Прав оказался Кашлентий. Сонный комплекс фактически функционировал. Движения варваров стали замедленными, как бы ленивыми, будто все устали. Варвары начали присаживаться, кое-кто и прилег. Вскоре вся Орда сладко спала. Во главе с самим назиром Бахарраком, разрази его гром! И верный раб Катык тоже спал, нахально расположившись рядом с назиром. И Хранитель Традиций Кипс Кривозубый спал спокойно, потому что Традиции ни один из варваров не нарушил. Не спала только Коняга. Она была совершенно трезвой и обиженной на Усатую Харю, который привязал ее к телеге так, что до травы кобылка достать не могла.
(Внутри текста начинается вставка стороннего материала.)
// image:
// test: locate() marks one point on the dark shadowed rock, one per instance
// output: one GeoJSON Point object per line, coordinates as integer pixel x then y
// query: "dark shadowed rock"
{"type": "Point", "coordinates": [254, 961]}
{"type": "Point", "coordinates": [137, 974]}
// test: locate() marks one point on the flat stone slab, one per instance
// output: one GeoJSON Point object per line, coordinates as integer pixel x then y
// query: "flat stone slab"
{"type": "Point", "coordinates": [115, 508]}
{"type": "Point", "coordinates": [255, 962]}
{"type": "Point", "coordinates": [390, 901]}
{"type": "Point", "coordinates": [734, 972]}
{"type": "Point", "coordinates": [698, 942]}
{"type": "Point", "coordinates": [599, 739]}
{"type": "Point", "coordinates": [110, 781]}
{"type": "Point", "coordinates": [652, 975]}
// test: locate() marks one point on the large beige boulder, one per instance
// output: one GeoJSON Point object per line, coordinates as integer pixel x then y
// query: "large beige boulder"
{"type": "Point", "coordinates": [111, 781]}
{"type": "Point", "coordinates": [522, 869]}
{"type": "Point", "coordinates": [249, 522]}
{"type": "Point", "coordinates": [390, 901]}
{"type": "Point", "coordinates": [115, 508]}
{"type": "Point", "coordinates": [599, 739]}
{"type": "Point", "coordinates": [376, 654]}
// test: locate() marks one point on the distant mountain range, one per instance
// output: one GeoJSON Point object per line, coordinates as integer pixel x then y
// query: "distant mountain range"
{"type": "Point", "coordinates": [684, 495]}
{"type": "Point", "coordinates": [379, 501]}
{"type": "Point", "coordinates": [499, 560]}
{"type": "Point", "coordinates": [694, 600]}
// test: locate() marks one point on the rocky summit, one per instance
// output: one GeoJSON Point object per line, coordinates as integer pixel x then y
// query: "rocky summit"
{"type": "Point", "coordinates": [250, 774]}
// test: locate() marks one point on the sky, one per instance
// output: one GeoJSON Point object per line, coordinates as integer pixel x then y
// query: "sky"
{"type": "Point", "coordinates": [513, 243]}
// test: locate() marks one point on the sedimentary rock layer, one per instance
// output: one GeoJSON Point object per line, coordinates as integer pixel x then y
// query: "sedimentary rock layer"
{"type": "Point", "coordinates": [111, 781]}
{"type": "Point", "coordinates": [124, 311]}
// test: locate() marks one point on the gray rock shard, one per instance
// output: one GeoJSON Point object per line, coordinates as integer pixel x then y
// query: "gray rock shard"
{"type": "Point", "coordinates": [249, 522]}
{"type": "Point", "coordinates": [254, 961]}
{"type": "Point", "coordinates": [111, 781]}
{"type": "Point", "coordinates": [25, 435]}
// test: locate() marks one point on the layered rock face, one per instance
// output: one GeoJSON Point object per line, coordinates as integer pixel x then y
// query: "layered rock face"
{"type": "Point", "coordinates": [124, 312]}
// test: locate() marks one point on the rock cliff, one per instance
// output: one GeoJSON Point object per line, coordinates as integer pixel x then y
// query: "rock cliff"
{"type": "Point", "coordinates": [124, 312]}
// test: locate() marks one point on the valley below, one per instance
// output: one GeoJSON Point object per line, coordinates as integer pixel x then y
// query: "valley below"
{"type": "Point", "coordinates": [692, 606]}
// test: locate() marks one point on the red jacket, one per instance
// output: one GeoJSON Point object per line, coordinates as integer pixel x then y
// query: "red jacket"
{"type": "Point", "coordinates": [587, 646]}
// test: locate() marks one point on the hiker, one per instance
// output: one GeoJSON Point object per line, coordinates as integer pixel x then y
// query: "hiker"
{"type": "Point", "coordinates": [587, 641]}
Короче, всем было хорошо, кроме Коняги.
Тогда поселяне и вышли на дорогу.
— Порушились наши планы, — на всякий случай вполголоса пожаловался Кашлентий. — Это же все было как нерушимый вклад. А провалилось из-за этих неуемно трезвых варваров, — он заглянул в бочата. — Один пустой, во втором половина наличности. Ну, разве же можно столько пить?! Вот если бы...
— Не каркай, — оборвал его Кандибоб. — Ничего не провалилось. У нас полбочонка еще есть есть?
— Есть, — подтвердил Кашлентий. — Как сказано было, второй бочонок только наполовину опустошен. Как факт и для подтверждения возможностей.
— Вот и хорошо, что полбочонка сталось. Едем за рыцарем. Его команде и полбочонка хватит. Пиво хорошее, видите как поснули.
— Так это же я его и приготовил, — похвалился Кашлентий. — От такого пива целые сутки спать будут, а, может и двое. С полным научным обоснованием
— Сутки — этого нам вполне достаточно, — Кандибоб оглядел спящую Орду и остался доволен. — Запрягайте Конягу, поедем за рыцарем.
Бандурей занялся лошадью, в Кашлентий пошел к спящим варварам, разглядывая их одежду и снаряжение. Вскоре он вернулся с мечом Бахаррака в руках.
— Это же, сколько витаминов надо превратить в энергию, чтобы такой тяжелой железякой размахивать? — удивлялся Писарчук. — А сколько на нее железа пошло...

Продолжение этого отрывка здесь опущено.